Folha de S. Paulo
Seu legado nos desafia a buscarmos sempre fugir dos lugares-comuns
Maria da Conceição
Tavares nos deixou no último sábado (8), aos 94 anos de idade.
Pensadora original e professora admirada, Conceição respirava política e
bravejava contra as injustiças sociais. Intelectual pública de língua afiada,
fugiu da ditadura de Salazar, em Portugal, para cair nos porões da ditadura militar brasileira. Viu renascer a
democracia formal, elegeu-se deputada federal e nos deixou a tarefa de
construir a democracia multirracial brasileira, ainda tão distante.
Seu curso de economia política em 1992 se tornou referência popular na internet, pela erudição ácida e impactante de suas tiradas, as quais anteciparam em décadas a "lacração" das redes antissociais.
Conceição integrou os quadros do BNDE
(1958-1960) e da Cepal (1961-1974) e foi fundadora do Instituto de Economia da
Universidade Federal do Rio de Janeiro (UFRJ) e do Programa de Pós-graduação em
Economia na Universidade de Campinas (1973), onde ajudou a formar o pensamento
desenvolvimentista da "escola de Campinas".
Paulo Robilloti mapeou, com profundidade
analítica e contextual, as contribuições de Conceição em "O
desenvolvimento capitalista na obra de Maria
da Conceição Tavares" (Unicamp
2016). Três momentos marcam seu pensamento: a fase cepalina (1963-1972), a
fase do desenvolvimento capitalista no Brasil (1973-1985) e a fase da economia
política internacional (1985-2024). Destaco duas de suas teses.
Em contraposição à tese de Celso Furtado, que
previa estagnação econômica no regime militar devido à exclusão das massas do
consumo —via arrocho salarial—, Tavares mostrou que a desigualdade de renda e
de riqueza poderia produzir intenso dinamismo econômico. O consumo conspícuo da
classe média emergente, anabolizado pelo crédito ao consumidor, sustentava os
setores de bens de consumo duráveis, como automóveis e eletrodomésticos.

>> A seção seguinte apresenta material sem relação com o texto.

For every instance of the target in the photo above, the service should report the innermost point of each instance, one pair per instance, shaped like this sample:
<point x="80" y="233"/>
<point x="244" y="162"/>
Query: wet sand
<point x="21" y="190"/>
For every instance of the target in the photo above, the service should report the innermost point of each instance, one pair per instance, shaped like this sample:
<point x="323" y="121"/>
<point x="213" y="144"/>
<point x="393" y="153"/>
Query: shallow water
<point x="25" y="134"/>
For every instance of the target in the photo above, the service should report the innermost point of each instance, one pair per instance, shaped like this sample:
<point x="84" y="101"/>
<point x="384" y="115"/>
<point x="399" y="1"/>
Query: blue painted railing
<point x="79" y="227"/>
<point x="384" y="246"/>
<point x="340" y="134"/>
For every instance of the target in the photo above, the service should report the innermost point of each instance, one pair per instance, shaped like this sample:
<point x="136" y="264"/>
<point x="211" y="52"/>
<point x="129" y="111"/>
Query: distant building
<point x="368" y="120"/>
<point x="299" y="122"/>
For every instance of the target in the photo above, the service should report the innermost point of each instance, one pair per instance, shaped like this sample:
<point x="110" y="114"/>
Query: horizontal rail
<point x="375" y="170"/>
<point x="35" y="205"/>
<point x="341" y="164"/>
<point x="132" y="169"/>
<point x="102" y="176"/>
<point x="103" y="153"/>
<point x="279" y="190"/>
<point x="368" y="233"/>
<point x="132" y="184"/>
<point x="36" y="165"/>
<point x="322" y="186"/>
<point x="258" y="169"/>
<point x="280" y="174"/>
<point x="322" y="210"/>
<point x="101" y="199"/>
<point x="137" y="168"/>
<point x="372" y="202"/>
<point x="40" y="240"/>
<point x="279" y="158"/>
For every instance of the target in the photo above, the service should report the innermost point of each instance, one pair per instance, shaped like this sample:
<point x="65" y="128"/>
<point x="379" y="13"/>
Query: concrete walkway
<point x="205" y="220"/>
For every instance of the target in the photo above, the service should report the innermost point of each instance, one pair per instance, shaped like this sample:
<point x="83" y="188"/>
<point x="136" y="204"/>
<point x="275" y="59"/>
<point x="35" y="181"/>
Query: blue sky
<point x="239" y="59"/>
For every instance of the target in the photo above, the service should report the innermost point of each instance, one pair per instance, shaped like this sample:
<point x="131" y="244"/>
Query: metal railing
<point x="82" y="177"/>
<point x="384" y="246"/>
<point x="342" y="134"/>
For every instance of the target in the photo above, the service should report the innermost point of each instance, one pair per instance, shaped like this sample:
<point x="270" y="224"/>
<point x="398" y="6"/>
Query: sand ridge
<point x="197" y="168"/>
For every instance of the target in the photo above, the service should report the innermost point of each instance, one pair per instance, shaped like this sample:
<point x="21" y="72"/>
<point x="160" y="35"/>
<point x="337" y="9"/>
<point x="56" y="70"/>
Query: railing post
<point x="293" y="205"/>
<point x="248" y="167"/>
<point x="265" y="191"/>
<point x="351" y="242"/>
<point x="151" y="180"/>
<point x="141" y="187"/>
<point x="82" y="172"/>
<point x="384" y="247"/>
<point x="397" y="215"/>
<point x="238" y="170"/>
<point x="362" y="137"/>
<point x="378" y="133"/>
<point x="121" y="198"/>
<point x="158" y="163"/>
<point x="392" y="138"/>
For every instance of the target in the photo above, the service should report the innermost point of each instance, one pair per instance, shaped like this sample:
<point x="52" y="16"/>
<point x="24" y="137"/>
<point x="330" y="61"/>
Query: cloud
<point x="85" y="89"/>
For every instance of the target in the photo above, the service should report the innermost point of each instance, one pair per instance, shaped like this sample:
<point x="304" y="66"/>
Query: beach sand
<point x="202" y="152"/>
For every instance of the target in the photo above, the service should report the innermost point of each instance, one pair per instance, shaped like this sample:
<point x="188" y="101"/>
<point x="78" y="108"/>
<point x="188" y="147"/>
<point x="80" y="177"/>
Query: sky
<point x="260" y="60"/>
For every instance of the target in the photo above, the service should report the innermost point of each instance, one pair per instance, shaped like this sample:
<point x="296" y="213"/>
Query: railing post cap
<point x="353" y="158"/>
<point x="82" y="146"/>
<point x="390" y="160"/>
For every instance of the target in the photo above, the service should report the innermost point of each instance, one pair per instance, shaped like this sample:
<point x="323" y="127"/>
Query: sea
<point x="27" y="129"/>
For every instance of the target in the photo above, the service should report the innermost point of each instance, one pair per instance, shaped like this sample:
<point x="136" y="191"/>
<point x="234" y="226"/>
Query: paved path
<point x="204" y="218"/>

Escrito em parceria com José Serra, o artigo "Além da estagnação"
(1972) se tornou um clássico da historiografia econômica brasileira.
Nos anos 1980, Conceição avança
para economia política internacional, buscando compreender como os EUA reagiam
à contestação de sua hegemonia tecnológica, militar e econômica.
O artigo "A retomada da hegemonia
americana" (1985) mostra que, em vez de viver uma crise, a hegemonia dos
EUA se reorganizava e se reafirmava com a "política do dólar forte",
o "choque de juros" de Paul Volcker (presidente do Fed) em 1979, bem
como a "diplomacia das armas", por meio do programa de governo
conhecido como Guerra nas Estrelas. Devido à sua precisão e presciência, a tese
obteve razoável consenso a partir dos anos 1990.
Na revista "Cadernos do
Desenvolvimento", do Centro Internacional Celso Furtado, Carla Curty (2023) sugere que o pioneirismo e a
originalidade da análise de Conceição sobre as "relações de coerção e
consenso entre os EUA e o resto do mundo" se devia à perspectiva
latino-americana da autora sobre os eventos. Afinal, à época, a região estava
imersa em uma significativa crise (da dívida externa), sentindo diretamente as
ações e consequências dessa "retomada da hegemonia dos EUA" nos anos
1980.
Como lembrou Ricardo
Bielschowsky, a "poderosa combinação entre criatividade e
rebeldia" de Conceição obriga todo mundo a "pensar grande". Seu
legado permanece vivo nas mentes de colegas e estudantes de economia, sempre
nos desafiando a fugir dos lugares-comuns.
John Maynard Keynes disse, certa vez, que o
mundo é governado por ideias de economistas defuntos de tempos atrás. Repetidos
à exaustão, conceitos e teses se tornam familiares, a ponto da obviedade.
Conceição logrou esse efeito em vida e, com sua passagem, ascende ao panteão de
economistas mais influentes do Brasil.
À mestra, ficam nosso carinho e nossa
admiração. Descanse em paz!
Um comentário:
Excelente!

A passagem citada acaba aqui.